のっしのっしと揺れるようなリズム。低く鳴らす喉の音。カルロの耳には全てお見通しだ。もう帰ってきたんだ、とカルロは口の中で呟きながらブレンダンの隣に立った。
「おかえり、父さん!」さっきまでの剣幕はなんだったのか、と思うほど子猫の顔でブレンダンが喉を鳴らす。その声は甘えている。

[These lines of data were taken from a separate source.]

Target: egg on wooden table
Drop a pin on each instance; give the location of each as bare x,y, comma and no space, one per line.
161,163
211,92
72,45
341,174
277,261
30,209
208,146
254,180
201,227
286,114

「ようブレンダン!良い子にしてたか?」ブチの体を揺らし、サムは豪快にがっはっはと笑った。「久しぶりだな、ギャビン、カルロ」
久しぶり、とカルロは肩を竦める。別に父が嫌いというわけじゃない。でも、父は少々放浪癖があり、突然いなくなっては母を困らせていた。母さ んを困らす父は好きじゃない。しかも、いつもこうやって気まぐれに戻ってきて、子猫の頭を順番に舐めていき、妻に駆け寄って喉を鳴らす。いなくなってごめんな、とか、子どもたちの世話は大変だろう、とか、そういう謝辞や労いの言葉は一切かけない。ただ、
「おはよう、アリア!寝ぐせがたってるぞ!」
なんて、デリカシーの無い言葉を笑顔でかけるのだ。
「ええ、知ってるわ」母は疲れた笑みを見せた。本当に疲れてるのだ。
母さんも、父さんが嫌なら逃げちゃえばいいのに。と子猫の頭で精一杯の策を考えるが、カルロたちを置いていかれたら悲しくなるので言わない。それに、アリアはサムが嫌いというわけじゃないんだと思う。アリアはあたしたちの母だし、きっと世話を焼いていたいのだ。サムはデリカシーがないし、あたしから見ても鈍感でどんくさい。でもそれ以外なら、彼はいい父親なのだ。
「こんにちわ、カルロ」
カルロはぴゃっと飛び上がってから、誰?ときくまでもなく、胸が高鳴るのを感じた。
「ああ、ルーカス!おはよう!」
ルーカスはカルロの耳を舐めて挨拶を返した。嬉しさで全身が震える。ルーカスは、茶トラのハンサムな雄猫だ。カルロと同い年だが、その丸っこい顔と目のせいで、少々幼く見える。
「きいてよ。今日僕はネズミをとったんだ!凄いだろ!」ルーカスは胸をはって言った。自信満々に輝く目はカルロをとらえて離さない。
「うん、凄いね」カルロは喉を鳴らした。一気に冷めた気分だった。
あたしはルーカスが好きだ。でも彼はどう思ってるかわからない。きっと好いてくれてるんだと思うけど、カルロが彼を褒めなくなったら、ルーカスは離れていってしまうんじゃないか?度々そんな考えが頭を過る。
ルーカスを手放しで褒める気分ではない。
「だろう?じゃあ、僕は帰るから」ルーカスは機嫌よく微笑んで帰っていった。子猫なのに、その肩はもう逞しい。
カルロは呆れて溜息をつくと、その場に蹲ってゆっくり尻尾を振った。
皆いい猫だけど、何か物足りない。鈍った感覚が、脳みそを麻痺させているのだ。皆はそれが当たり前だと思ってる。
カルロはふと森を振り返った。きっとあの中で、山猫達が駆けまわってるんだ。あたしは、この集落にいないほうがいいのかな?森に行きたいなんて思うあたしは、悪い子なんだろうか。カルロは憂鬱な思いで森を見つめていた。